Regulation of paclitaxel-induced programmed cell death by autophagic induction: A model for cervical cancer

Abstract

Objective: Autophagy plays a vital role in homeostasis by combining organelles and cellular proteins with lysosome under starvation conditions. In addition, autophagy provides tumor cells with a source of energy. Continued autophagy will induce cells death. Here we aim to see if autophagic induction has an effect on conventional chemotherapeutic agents.

Methods: Rapamycin, or mammalian target of rapamycin and paclitaxel, apoptosis-inducing agents were used autophagy in HeLa cervical cancer cells.

Results: Growth inhibition of cells was not observed after the application of 0, 10, 20 nM of paclitaxel with or without rapamycin. Using a 5 nM concentration of paclitaxel, rapamycin administration inhibited cell growth significantly compared to no treatment. This implies the synergic antitumor effect of paclitaxel and rapamycin. Paclitaxel itself did not show any autophagic effect on cells but did show cell apoptosis by flow cytometry. Light chain 3, a microtubule-associated protein, which reflect autophagy, was increased with 5 nM of paclitaxel after pretreatment with 10 nM of rapamycin.

Conclusion: These findings suggest that the autophagic inducer, rapamycin, can potentiate autophagic cell death when added as an apoptosis-inducing chemotherapeutic agent. In conclusion, the control of autophagy may be a future target for chemotherapy.

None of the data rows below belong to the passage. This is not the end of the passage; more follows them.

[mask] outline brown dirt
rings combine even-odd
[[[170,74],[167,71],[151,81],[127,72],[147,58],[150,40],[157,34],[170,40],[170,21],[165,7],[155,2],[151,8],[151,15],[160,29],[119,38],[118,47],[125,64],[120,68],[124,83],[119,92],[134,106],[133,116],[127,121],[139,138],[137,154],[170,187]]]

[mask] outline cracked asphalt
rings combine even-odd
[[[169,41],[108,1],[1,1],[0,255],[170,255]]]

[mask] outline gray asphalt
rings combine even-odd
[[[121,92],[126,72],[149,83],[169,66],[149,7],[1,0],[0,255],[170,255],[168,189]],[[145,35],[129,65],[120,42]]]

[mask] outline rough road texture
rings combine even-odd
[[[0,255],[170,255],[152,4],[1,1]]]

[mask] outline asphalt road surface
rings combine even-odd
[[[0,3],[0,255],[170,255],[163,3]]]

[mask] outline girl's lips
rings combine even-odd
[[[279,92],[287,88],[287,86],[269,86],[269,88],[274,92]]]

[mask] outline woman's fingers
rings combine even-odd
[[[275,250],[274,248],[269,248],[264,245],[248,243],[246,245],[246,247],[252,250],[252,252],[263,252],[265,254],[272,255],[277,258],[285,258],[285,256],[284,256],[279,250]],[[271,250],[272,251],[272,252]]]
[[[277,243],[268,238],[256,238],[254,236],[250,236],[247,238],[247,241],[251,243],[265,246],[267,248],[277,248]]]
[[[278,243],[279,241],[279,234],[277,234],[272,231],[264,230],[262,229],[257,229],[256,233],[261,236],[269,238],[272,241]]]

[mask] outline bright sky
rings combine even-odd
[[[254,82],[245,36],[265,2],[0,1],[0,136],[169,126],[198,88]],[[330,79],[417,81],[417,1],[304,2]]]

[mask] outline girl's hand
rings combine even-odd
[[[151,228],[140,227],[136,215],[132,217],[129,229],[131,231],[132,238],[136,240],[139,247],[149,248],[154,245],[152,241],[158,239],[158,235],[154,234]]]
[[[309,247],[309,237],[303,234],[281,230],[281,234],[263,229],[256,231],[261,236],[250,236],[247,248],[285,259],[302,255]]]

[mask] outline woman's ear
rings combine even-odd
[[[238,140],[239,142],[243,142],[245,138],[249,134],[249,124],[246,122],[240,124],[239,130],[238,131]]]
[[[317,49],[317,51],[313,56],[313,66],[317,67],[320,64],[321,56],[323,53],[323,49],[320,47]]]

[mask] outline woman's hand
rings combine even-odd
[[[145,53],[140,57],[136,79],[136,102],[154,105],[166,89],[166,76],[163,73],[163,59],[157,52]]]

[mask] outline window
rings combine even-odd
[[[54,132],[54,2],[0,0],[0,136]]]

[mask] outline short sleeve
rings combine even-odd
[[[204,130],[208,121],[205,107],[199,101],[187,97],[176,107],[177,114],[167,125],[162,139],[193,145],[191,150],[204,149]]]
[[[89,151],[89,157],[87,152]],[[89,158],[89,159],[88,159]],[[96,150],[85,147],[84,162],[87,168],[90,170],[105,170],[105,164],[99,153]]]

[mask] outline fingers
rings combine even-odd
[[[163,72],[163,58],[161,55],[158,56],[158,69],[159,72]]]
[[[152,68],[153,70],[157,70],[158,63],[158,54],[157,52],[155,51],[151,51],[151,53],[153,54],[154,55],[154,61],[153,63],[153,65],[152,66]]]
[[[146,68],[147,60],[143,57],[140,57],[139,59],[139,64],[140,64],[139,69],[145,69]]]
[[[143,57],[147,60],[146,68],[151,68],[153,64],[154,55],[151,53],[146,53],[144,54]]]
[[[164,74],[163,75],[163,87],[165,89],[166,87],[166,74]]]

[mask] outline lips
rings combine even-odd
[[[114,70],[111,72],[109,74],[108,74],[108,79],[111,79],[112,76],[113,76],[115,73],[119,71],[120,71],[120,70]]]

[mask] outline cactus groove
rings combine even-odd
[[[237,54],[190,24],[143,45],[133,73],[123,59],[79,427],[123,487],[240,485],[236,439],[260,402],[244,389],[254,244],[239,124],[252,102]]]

Keywords: Apoptosis; Autophagy; Cervical neoplasms; Paclitaxel; mTOR protein.

Fig. 1

(A, B) Cell viability after treatment of paclitaxel and rapamycin in HeLa cervical cancer cells. (C) Cell viability after treatment with various doses of paclitaxel with or without 10 nM of rapamycin pretreatment. ^a)Rapamycin pretreatment followed by 5 nM of paclitaxel showed significant suppression of cellular growth (P<0.05).

Fig. 2

(A, B) Apoptotic cells stained by Anenxin V and autophagic cells stained by acridine orange counted at 24 hour after treatment with 5 nM of paclitaxel (detected by flow cytometry). (C) Paclitaxel exposure induced increased dose- and time-dependent caspase-3 expression.

Fig. 3

(A) Increased GFP-LC3-treated cells (arrows) in the process of autohpagy (×40). (B, C) Autophagic vacuoles in LC3-transfected cells increased in number after addition of 10 nM of rapamycin and a combination of 10 nM of rapamycin and 5 nM of paclitaxel for 24-hour to HeLa cells (×10).